Article by Viory
Housing Crisis Protest
Thousands rallied in Malaga on Saturday, protesting against soaring rents, low wages and the spread of tourist accommodation, with residents saying they are being priced out of their own city.
According to the organising platform Malaga para Vivir, more than 25,000 people joined the city’s fourth major housing protest since 2024.

Footage shows protesters marching through the streets with banners and placards, including ‘Neither sky-high rents nor rock-bottom wages’ and ‘Homes for living, not for speculation’. Protesters were also seen beating drums as the march moved through the city.
Malaga para Vivir reported the protest was part of a continuing campaign for housing to be treated as a right rather than a commodity. The group also denounced what it described as the precarisation of daily life and the destruction of local territory.
Residents Demand Action
Lula Amir, spokesperson for Malaga para Vivir, alleged the city had reached breaking point.
“We are protesting because we have reached a housing crisis that has no limits,” she said. “More and more apartments are allocated for tourism and there are fewer and fewer apartments available for the long term. So, of course, besides that, they ask us for a number of requirements that are impossible to meet.”

Resident Amanda Vazquez claimed neighbours were being pushed aside as homes were turned over to visitors.
“People are going crazy, and instead of looking out for the neighbour next door, they don’t care if they get thrown out of their home onto the street just to rent their place at a much higher price to the tourist who comes along,” she said.
For some residents, the pressure has already forced them to move.
“I have been evicted from an apartment and I’ve had to look for another one,” Angel Sotano, a protester, said. “It is obvious that they are taking over all the available apartments for tourists.”
Another protester, Maria Lopez, expressed the search for a rental had become impossible, even for people moving for work.
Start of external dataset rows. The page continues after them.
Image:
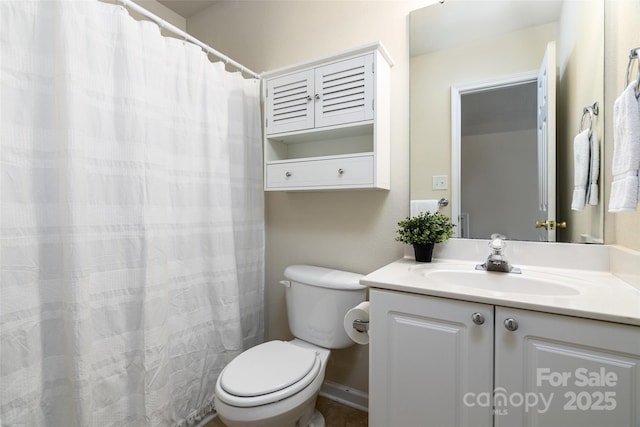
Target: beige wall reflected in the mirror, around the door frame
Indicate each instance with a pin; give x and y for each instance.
(432, 76)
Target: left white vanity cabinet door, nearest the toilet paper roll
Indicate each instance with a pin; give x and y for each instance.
(429, 361)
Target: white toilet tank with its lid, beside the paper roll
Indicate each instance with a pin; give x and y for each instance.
(317, 300)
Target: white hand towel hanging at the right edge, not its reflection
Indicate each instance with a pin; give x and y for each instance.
(625, 187)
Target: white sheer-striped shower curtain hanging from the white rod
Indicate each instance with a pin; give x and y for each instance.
(131, 219)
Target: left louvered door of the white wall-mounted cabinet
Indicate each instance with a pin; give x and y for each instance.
(290, 102)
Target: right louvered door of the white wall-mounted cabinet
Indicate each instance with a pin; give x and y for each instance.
(344, 92)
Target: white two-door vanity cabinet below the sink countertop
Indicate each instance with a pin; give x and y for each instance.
(434, 363)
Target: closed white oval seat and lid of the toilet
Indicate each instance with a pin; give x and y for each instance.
(267, 373)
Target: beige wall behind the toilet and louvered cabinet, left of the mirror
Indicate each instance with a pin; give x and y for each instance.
(351, 230)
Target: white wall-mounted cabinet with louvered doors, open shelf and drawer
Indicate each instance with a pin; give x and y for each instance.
(326, 123)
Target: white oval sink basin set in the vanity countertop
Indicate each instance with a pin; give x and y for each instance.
(525, 283)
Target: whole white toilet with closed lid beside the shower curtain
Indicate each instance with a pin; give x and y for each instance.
(276, 383)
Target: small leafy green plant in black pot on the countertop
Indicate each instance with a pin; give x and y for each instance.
(423, 231)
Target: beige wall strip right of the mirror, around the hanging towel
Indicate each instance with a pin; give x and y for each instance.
(621, 35)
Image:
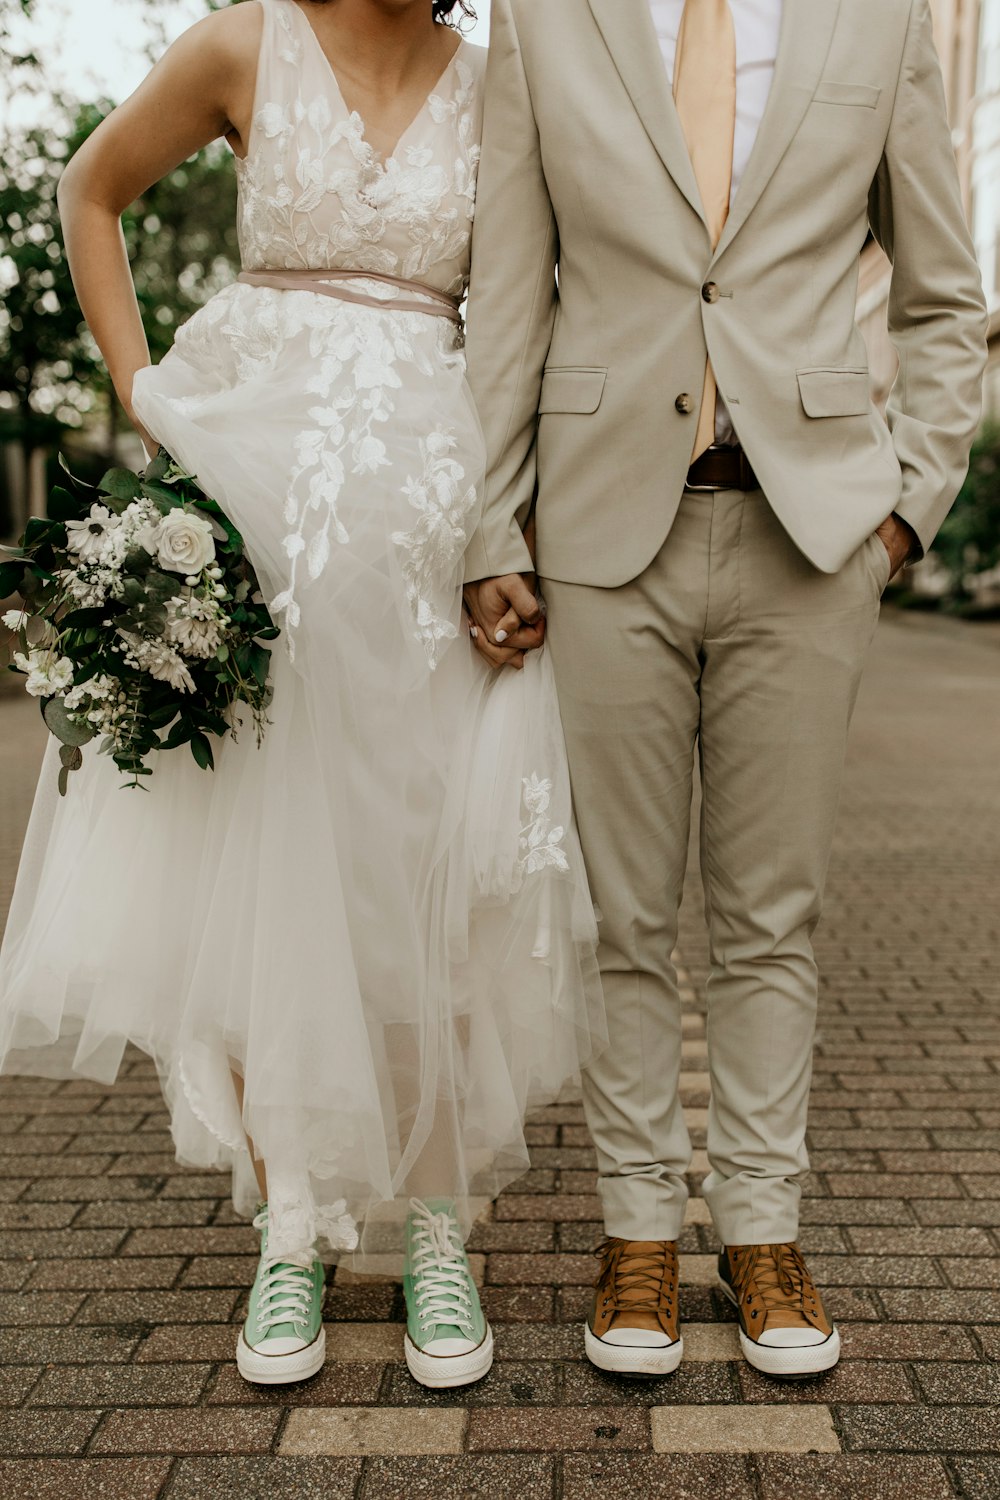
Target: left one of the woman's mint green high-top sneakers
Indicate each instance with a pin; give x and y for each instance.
(283, 1339)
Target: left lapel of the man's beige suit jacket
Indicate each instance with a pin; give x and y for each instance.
(632, 40)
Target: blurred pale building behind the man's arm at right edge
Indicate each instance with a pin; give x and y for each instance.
(968, 35)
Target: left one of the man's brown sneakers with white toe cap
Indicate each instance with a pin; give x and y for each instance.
(633, 1325)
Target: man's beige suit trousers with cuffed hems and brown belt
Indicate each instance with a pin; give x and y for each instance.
(735, 644)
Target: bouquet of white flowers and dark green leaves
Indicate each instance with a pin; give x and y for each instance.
(142, 620)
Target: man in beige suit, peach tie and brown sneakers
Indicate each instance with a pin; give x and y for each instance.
(662, 340)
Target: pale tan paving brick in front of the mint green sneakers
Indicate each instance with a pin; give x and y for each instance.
(374, 1430)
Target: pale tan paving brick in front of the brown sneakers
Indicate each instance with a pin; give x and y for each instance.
(744, 1430)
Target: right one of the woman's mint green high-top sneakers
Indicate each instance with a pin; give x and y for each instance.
(449, 1342)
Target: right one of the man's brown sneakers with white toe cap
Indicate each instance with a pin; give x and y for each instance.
(783, 1328)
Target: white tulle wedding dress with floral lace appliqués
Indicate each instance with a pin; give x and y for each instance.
(382, 916)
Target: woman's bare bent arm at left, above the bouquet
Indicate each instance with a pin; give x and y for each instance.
(200, 91)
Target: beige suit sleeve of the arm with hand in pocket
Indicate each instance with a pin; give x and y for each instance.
(938, 317)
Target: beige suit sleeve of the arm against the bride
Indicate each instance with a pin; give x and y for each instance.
(512, 304)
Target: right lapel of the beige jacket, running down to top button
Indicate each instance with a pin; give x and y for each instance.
(807, 32)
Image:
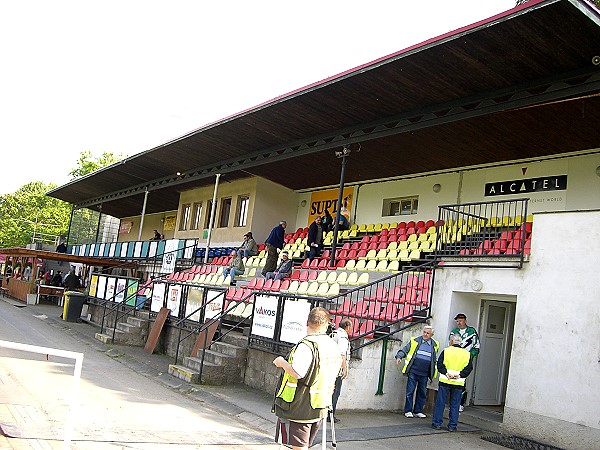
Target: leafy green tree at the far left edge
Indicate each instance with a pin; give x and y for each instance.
(28, 212)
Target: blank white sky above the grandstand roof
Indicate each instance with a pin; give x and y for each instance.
(127, 76)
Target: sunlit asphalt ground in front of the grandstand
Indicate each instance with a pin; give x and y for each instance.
(127, 400)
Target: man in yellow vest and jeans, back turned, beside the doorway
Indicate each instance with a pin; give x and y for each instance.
(454, 365)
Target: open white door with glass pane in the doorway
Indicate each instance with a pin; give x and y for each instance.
(494, 354)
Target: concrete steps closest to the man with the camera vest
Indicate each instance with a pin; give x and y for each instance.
(224, 363)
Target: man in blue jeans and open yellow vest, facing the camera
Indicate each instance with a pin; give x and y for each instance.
(419, 365)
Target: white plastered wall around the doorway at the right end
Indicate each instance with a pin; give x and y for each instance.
(552, 392)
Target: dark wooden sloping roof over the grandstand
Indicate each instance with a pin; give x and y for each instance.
(522, 84)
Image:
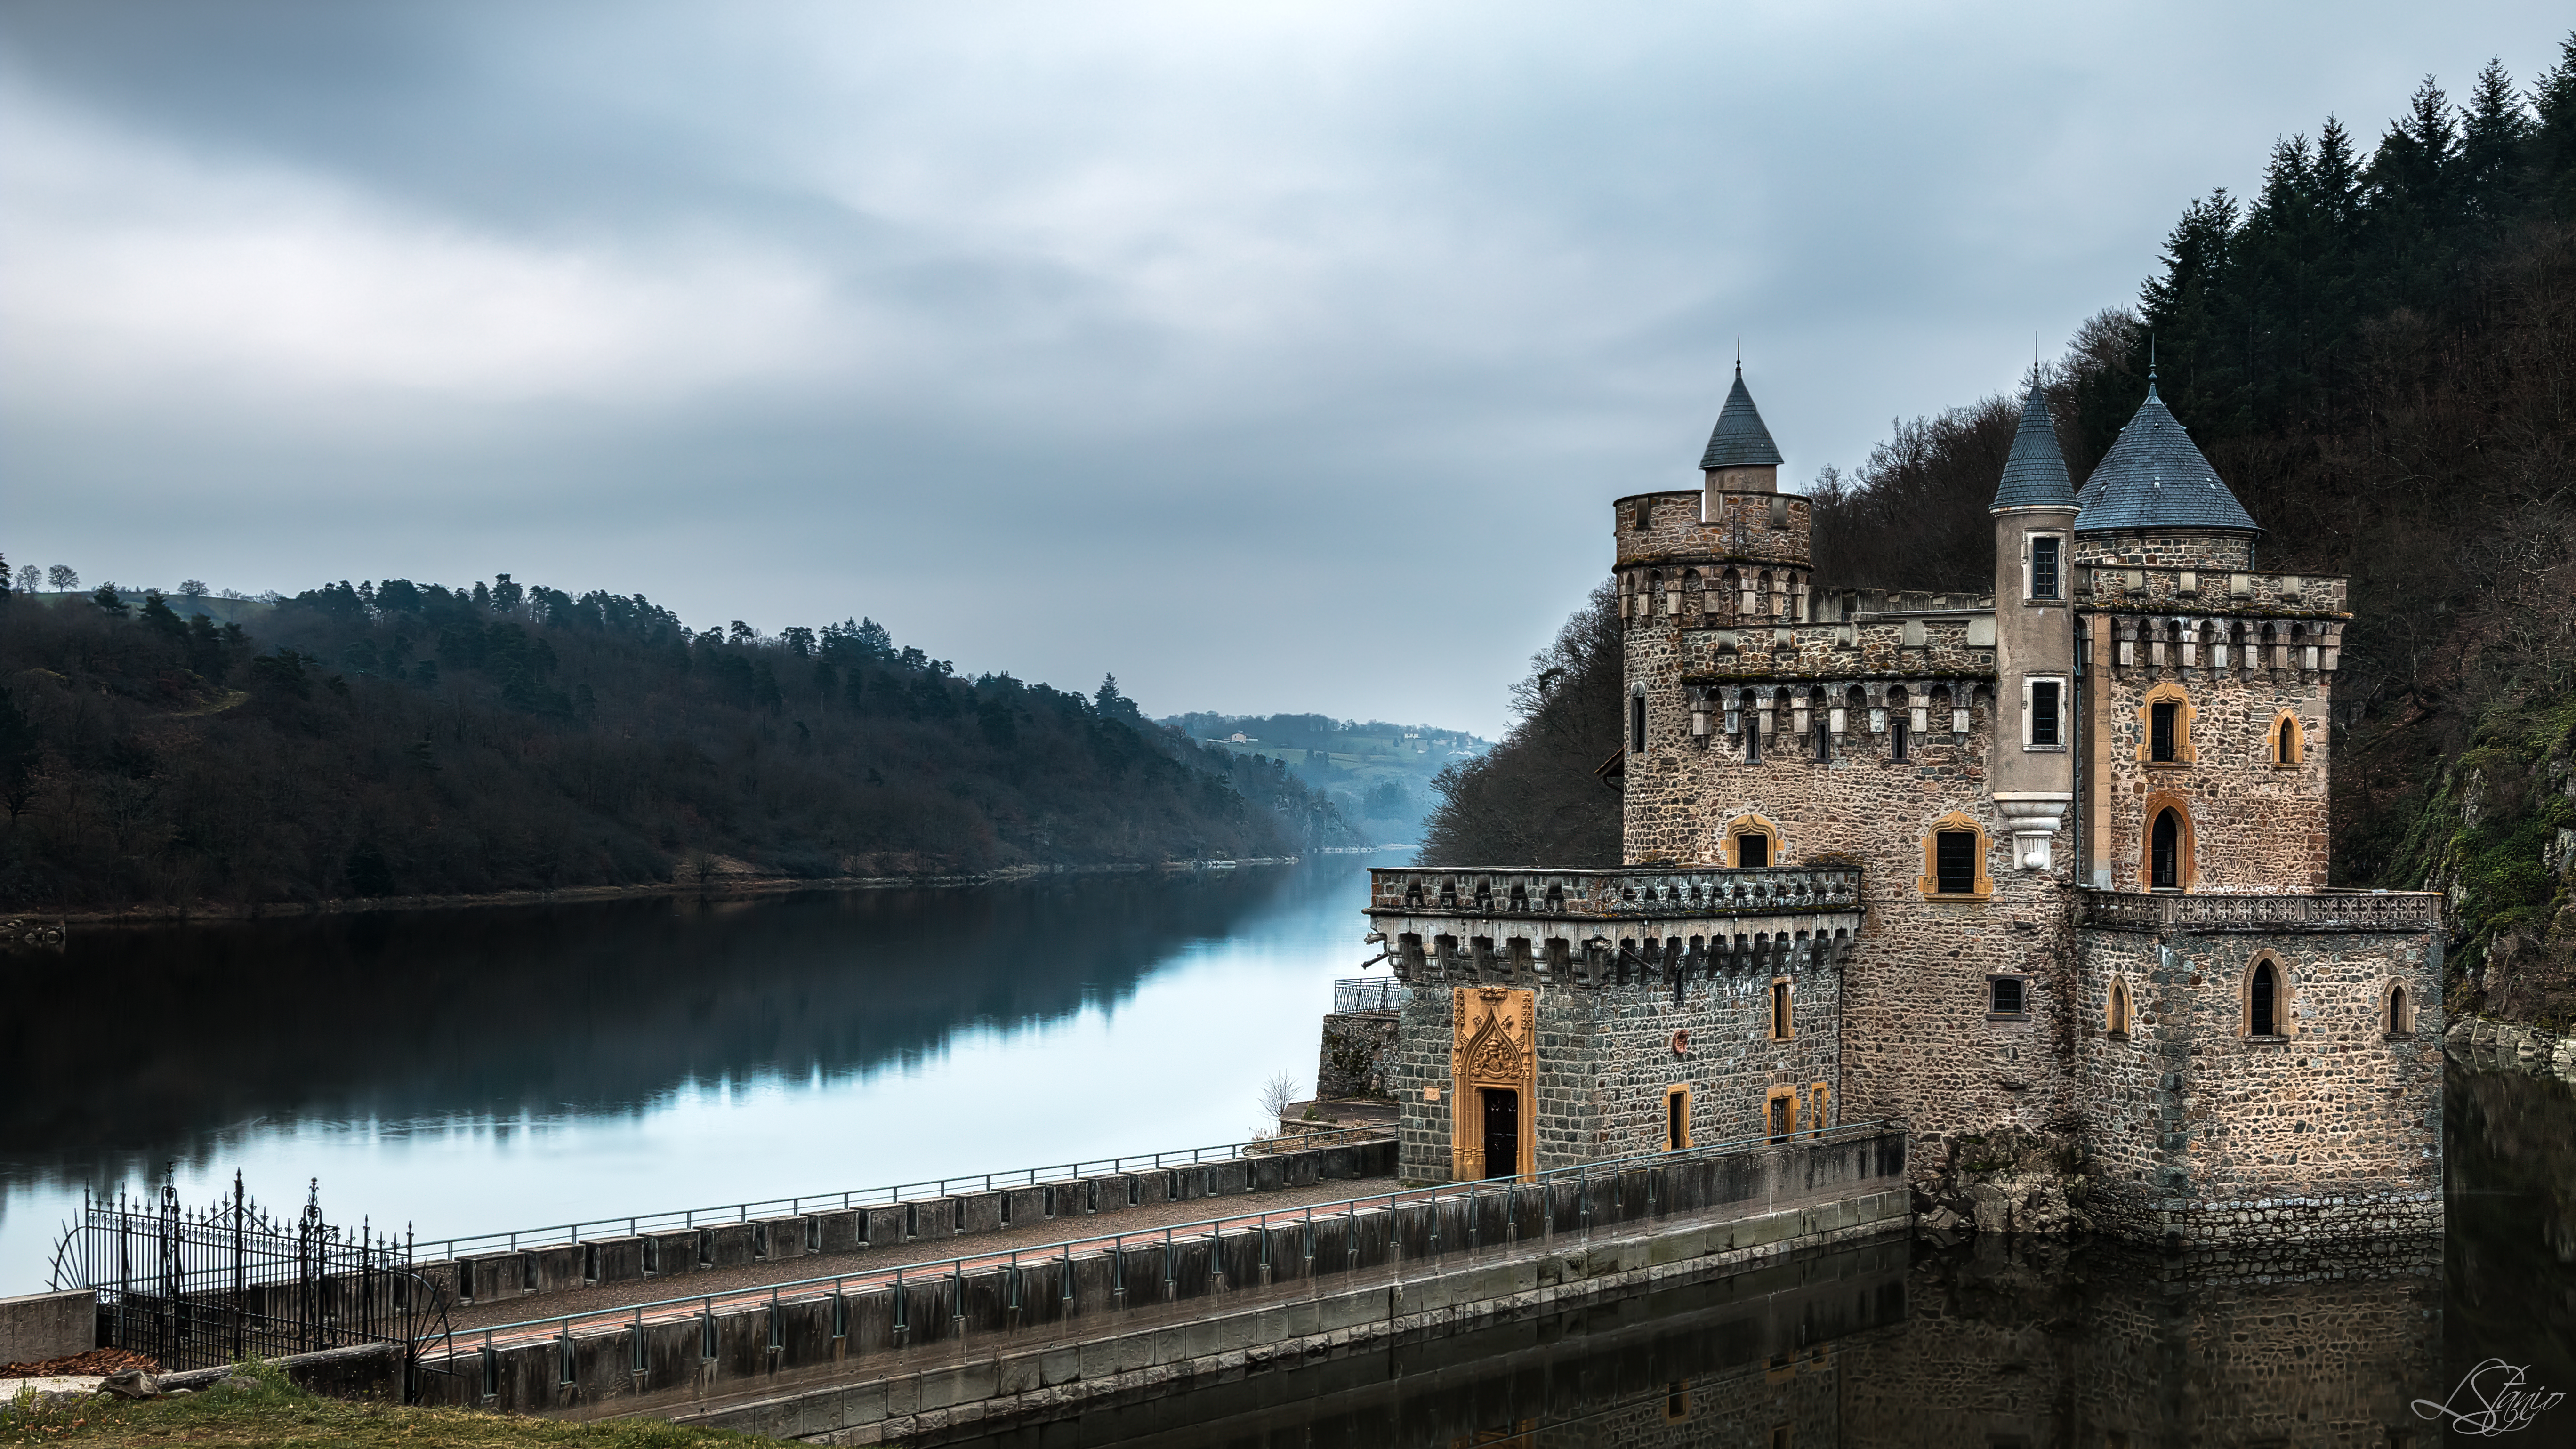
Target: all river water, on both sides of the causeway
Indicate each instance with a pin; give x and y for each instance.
(527, 1066)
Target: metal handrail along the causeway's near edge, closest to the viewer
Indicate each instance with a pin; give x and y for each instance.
(1171, 1234)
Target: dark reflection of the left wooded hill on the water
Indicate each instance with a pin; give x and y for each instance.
(169, 1035)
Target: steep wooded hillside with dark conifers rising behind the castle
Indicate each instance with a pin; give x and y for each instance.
(2379, 355)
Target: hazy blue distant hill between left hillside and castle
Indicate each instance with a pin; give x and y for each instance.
(1377, 775)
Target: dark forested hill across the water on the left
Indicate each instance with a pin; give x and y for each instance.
(393, 739)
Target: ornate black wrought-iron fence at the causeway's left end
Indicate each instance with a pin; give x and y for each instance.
(210, 1288)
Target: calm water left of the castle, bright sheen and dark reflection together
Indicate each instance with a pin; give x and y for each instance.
(522, 1066)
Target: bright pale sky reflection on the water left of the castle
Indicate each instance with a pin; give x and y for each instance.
(1168, 1056)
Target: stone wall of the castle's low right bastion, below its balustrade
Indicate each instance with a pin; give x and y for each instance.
(2209, 1136)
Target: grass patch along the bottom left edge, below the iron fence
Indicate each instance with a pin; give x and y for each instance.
(272, 1412)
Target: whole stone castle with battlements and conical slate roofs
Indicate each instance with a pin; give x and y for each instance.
(2026, 868)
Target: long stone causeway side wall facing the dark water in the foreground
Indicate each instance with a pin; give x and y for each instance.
(880, 1355)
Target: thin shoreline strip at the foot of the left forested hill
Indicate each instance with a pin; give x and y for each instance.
(591, 893)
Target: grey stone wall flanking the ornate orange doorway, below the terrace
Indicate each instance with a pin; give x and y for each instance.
(1606, 1064)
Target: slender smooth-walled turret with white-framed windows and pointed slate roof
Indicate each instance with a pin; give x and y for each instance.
(2034, 638)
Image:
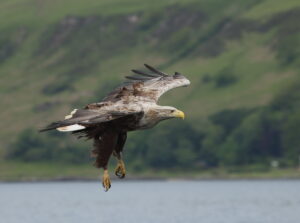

“As of today, we are looking for an apartment for work reasons and it is already impossible, not even a room or a house with moderately enough square metres to live in, and exorbitant rents where we are talking about €1,200 for 50 square metres in areas that they can’t even sell me as being central, because they aren’t,” she shared.
Jose Ivan Moreno said rent was swallowing most of his income.
“I spend close to 60 per cent of my salary [to pay rent],” he explained. “This is a collapse, people cannot live, nobody can afford simply to have a roof over their head because what can you afford with the salaries there are now it’s not enough for us. It’s not enough, it’s impossible.”
Calls For Reform
The demonstration comes as Malaga remains one of Spain’s clearest examples of the housing squeeze facing tourist cities.
Malaga’s mayor, Francisco de la Torre, has rejected direct blame for the crisis, pointing instead to national housing policy and limits on new development.
Opposition parties and housing groups are calling for stronger protections against evictions, rent pressure and the conversion of residential homes into tourist accommodation.
The protest follows similar demonstrations across Spain, where residents in major tourist destinations say visitor numbers, short-term rentals and property speculation are reshaping neighbourhoods faster than wages can keep up.